Abstract

Little is known about how governments transparently communicate about COVID-19. This study conducted a content analysis of 132 government COVID-19 websites to identify the salience of health messages (i.e., perceived threat, perceived efficacy, and perceived resilience) and cross-national determinants of information provision. Multinomial logistic regression was used to estimate the relationship between country-level predictors (i.e., economic development, democracy scores, and individualism index) and information salience. The numbers of deaths, discharged patients, and daily new cases were prevalent on the main webpages. Subpages provided information about vulnerability statistics, government responses, and vaccination rates. Less than 10% of governments included messages that may instill self-efficacy. Democratic countries had higher chances of providing threat statistics on subpages, including daily new cases (Relative Risk Ratio, RRR = 1.66, 95% CI: 1.16–2.37), mortalities (RRR = 1.69, 95% CI: 1.23–2.33), hospitalizations (RRR = 1.63, 95% CI: 1.12–2.37), and positivity rates (RRR = 1.55, 95% CI: 1.07–2.23).

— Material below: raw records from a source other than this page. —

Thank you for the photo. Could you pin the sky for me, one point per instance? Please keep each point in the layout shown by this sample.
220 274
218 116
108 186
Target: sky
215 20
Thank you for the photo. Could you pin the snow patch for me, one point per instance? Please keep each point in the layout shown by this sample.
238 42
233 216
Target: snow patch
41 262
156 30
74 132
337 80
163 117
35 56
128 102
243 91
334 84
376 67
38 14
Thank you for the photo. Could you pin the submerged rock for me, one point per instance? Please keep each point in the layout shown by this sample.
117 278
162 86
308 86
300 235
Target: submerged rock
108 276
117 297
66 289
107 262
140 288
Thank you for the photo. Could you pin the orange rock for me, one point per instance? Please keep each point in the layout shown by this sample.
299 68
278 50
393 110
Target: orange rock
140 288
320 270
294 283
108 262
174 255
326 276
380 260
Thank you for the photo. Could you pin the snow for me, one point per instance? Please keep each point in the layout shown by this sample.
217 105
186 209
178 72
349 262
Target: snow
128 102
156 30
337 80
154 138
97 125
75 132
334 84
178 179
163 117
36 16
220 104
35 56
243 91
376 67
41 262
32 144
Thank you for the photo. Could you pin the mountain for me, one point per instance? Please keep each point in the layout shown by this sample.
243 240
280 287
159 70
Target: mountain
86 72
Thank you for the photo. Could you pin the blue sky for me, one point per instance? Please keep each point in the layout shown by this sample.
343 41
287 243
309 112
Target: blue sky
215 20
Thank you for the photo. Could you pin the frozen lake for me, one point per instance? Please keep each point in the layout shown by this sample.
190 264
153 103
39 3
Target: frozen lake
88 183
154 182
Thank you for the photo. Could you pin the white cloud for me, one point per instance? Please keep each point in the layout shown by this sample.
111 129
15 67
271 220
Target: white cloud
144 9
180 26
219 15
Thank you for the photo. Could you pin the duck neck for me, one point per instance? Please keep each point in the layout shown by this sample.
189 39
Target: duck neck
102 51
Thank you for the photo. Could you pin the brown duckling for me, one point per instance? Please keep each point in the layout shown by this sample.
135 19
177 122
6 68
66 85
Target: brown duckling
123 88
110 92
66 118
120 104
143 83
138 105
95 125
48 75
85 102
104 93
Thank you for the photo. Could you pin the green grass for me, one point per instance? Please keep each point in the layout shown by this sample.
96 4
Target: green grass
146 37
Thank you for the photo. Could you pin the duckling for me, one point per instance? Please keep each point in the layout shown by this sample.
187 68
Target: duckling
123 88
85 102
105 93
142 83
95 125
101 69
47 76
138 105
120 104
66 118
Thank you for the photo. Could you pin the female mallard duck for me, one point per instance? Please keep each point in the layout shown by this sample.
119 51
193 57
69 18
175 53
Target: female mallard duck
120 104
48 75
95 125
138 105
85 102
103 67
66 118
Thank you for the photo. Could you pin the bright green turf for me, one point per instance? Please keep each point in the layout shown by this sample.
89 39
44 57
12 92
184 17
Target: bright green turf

On subpages, democratic governments emphasized information about perceived vulnerability (RRR = 2.36, 95% CI: 1.50–3.73), perceived response efficacy (RRR = 1.48, 95% CI: 1.06–2.06), recovery numbers (RRR = 1.84, 95% CI: 1.31–2.60), and vaccinations (RRR = 2.14, 95% CI: 1.39–3.30). Developed countries reported the number of daily new cases, perceived response efficacy, and vaccination rates on their COVID-19 main pages. Individualism scores predicted the salience of vaccination rates on main pages and the omission of information related to perceived severity and perceived vulnerability. Democracy levels were more predictive of reporting information about perceived severity, perceived response efficacy, and perceived resilience on subpages of dedicated websites. Improving public health agencies’ communication about COVID-19 is warranted.